MD of Novidea on the future of the Lloyd’s broker

By Ben Potts
Ben Potts is the MD of Novidea. Here he speaks exclusively with FinTechabout trends in the London Insurance Market, and what the future holds for broker...

 Ben Potts is the MD of Novidea. Here he speaks exclusively with FinTech about trends in the London Insurance Market, and what the future holds for brokers.


The Future of the Lloyd’s Broker


Brokers have a vast number of checks and measures to go through before being allowed to operate in the London Market. As such, the Lloyd’s broker is seen as the best source of trusted advice in insurance, especially as the Market continues to set the precedent for emerging products or bespoke risks. But the expense of doing business is starting to erode its unrivalled dominance. 

The rise of insurtechs continues apace as they try and change how insurance is done. In a recent report, it was estimated that the number of insurtechs almost tripled between 2014 and 2016.   They want to change the relationship between the broker and the insurer, or else make it easier for clients to cut out the middle man and go directly to the insurer themselves. To avoid the threat and secure their place in the value chain, brokers will need to be indispensable advisors. To do that, and maintain those crucial client relationships, brokers need to have the technology to deliver. 

Improve practicality

The current Lloyd’s model means brokers rush around the City with their briefcase bursting with paper documents as they meet each client. In today’s modern world, this is clearly unsustainable. To make it worse, the tech that is being used is completely different at each stage of the insurance journey; it’s no wonder it all feels so slow and complex. 

To arrange a quote, brokers currently need to ask a client numerous questions in order to get all the information required, yet even with all this information they are still unable to turn the quote around quickly – a process which is further exacerbated by the complexity of the London Market. 

With ‘instant gratification’ as the name of the game for most customer service models these days, the vast majority of people are conditioned to get instant responses to queries. According to Accenture, almost half of customers want more online interaction when it comes to their insurance. They’re no longer happy to put up with slow service, and brokers and insurers need to vastly improve the customer experience, including making hassle-free adjustments to a policy or quotation at any part of their journey. This is where tech can help.

All about tech

The adoption of tech on some level is necessary for brokers to tackle this reality. Paper trails and legacy systems no longer fit the bill; ultimately, it’s technology that will enable brokers to stay on the front foot. 

Brokers already have so much data on their customers, but they’re not leveraging it effectively. With the tools to in place to use quality data properly, brokers can get a 360-degree view of the customer and can identify cross and upsell opportunities. Not only is this good for business, it also goes a long way to cementing the relationship with the customer, which is a win-win for everyone involved. 

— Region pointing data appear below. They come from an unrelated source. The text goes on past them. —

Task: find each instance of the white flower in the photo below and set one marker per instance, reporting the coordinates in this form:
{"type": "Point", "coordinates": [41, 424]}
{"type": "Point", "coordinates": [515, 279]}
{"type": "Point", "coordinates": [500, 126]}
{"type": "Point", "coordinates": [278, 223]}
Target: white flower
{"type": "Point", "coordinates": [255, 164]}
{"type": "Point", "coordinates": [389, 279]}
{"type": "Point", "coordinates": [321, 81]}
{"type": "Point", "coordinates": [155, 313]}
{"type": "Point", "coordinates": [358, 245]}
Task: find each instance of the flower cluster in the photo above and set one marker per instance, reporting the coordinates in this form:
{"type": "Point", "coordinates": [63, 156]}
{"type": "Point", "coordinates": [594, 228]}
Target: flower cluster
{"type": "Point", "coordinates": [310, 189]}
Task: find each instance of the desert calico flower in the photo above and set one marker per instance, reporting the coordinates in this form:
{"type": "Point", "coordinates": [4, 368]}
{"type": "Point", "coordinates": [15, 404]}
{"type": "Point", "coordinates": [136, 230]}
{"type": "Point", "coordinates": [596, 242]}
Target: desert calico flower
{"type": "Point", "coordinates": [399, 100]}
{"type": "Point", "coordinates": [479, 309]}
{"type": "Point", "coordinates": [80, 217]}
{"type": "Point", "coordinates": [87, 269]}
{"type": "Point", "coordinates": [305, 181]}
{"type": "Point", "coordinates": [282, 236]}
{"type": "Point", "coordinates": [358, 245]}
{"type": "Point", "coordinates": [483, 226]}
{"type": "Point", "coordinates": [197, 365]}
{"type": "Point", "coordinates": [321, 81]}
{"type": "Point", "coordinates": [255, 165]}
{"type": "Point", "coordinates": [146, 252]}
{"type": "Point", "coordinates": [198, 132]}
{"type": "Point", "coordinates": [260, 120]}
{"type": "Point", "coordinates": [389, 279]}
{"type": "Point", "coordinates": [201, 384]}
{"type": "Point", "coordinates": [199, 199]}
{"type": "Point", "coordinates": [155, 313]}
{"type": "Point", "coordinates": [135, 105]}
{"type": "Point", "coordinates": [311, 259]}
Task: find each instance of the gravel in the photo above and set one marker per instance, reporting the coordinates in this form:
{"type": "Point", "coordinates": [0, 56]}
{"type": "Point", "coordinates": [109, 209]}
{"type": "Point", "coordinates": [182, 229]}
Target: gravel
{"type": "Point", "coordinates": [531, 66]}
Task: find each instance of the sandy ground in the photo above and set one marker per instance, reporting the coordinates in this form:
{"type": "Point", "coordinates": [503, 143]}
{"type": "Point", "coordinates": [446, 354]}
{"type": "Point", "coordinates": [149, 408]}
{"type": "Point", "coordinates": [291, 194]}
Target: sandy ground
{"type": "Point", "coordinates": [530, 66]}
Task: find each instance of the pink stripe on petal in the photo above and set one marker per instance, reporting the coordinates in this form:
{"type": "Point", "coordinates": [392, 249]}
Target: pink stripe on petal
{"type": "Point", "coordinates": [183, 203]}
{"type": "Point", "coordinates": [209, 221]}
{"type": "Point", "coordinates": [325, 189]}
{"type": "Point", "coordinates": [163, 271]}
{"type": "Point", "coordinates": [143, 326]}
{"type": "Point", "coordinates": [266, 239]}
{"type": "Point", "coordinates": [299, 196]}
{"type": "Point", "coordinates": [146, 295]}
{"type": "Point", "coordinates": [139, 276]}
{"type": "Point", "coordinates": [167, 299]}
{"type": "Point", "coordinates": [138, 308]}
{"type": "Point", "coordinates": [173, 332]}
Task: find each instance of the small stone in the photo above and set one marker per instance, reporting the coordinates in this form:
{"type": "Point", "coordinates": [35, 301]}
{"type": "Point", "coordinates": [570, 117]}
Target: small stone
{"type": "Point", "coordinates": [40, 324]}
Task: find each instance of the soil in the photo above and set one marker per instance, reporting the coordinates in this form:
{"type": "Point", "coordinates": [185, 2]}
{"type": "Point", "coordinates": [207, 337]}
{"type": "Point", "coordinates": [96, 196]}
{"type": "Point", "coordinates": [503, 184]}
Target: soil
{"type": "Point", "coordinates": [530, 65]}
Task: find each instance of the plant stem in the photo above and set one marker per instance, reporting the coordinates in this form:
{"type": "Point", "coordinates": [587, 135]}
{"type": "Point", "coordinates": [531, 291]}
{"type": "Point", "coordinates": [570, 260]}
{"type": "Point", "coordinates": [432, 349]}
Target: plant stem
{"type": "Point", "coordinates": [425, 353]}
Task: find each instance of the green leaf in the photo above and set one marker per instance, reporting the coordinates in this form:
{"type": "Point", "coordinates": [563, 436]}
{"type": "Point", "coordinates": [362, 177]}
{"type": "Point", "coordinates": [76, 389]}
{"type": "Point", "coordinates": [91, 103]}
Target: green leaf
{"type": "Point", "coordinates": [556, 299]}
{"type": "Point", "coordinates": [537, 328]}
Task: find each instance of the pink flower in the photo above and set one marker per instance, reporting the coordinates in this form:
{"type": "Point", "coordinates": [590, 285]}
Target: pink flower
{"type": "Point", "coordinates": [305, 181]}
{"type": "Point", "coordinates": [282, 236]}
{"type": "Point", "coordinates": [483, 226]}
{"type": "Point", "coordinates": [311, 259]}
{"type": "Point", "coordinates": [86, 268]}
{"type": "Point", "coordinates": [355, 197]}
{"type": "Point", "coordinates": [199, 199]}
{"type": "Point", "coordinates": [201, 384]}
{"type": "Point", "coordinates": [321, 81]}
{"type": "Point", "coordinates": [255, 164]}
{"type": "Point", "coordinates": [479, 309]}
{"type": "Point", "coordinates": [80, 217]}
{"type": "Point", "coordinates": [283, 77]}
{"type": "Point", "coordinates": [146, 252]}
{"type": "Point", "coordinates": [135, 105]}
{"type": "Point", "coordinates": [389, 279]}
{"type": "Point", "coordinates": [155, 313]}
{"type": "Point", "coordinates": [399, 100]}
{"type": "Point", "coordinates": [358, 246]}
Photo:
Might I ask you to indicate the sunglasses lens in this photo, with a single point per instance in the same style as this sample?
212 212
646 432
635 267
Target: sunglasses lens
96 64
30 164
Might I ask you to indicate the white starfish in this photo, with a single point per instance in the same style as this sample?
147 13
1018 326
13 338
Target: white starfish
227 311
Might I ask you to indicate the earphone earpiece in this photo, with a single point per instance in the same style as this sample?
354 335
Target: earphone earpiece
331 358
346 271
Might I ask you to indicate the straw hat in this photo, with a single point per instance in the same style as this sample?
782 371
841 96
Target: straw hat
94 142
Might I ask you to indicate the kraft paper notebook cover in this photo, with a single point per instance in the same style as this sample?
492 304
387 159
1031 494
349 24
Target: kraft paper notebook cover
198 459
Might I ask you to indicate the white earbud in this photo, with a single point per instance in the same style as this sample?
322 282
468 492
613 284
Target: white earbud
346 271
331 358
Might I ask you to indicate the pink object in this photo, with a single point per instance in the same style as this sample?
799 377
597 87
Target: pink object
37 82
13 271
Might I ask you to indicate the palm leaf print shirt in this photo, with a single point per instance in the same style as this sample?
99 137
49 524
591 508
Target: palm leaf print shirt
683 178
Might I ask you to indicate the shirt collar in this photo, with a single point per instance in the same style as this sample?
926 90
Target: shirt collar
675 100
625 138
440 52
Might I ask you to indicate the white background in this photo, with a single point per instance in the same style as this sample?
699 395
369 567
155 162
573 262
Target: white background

The use of one single tech platform also means that all data can be accessed from any device, at any time. This gives brokers the ability to answer queries or update clients almost instantly wherever they are, which is a huge advantage when they’re under pressure to deliver. 


A changing role 

As long as brokers are providing value for money, the customer will remain happy and loyal. The quantity of customer data within a business is only going to increase, so brokers need technology to distil it down and derive some actionable insights from it. This knowledge, in conjunction with their market experience, allows brokers to provide the highest value possible to the customer, over and above the competition.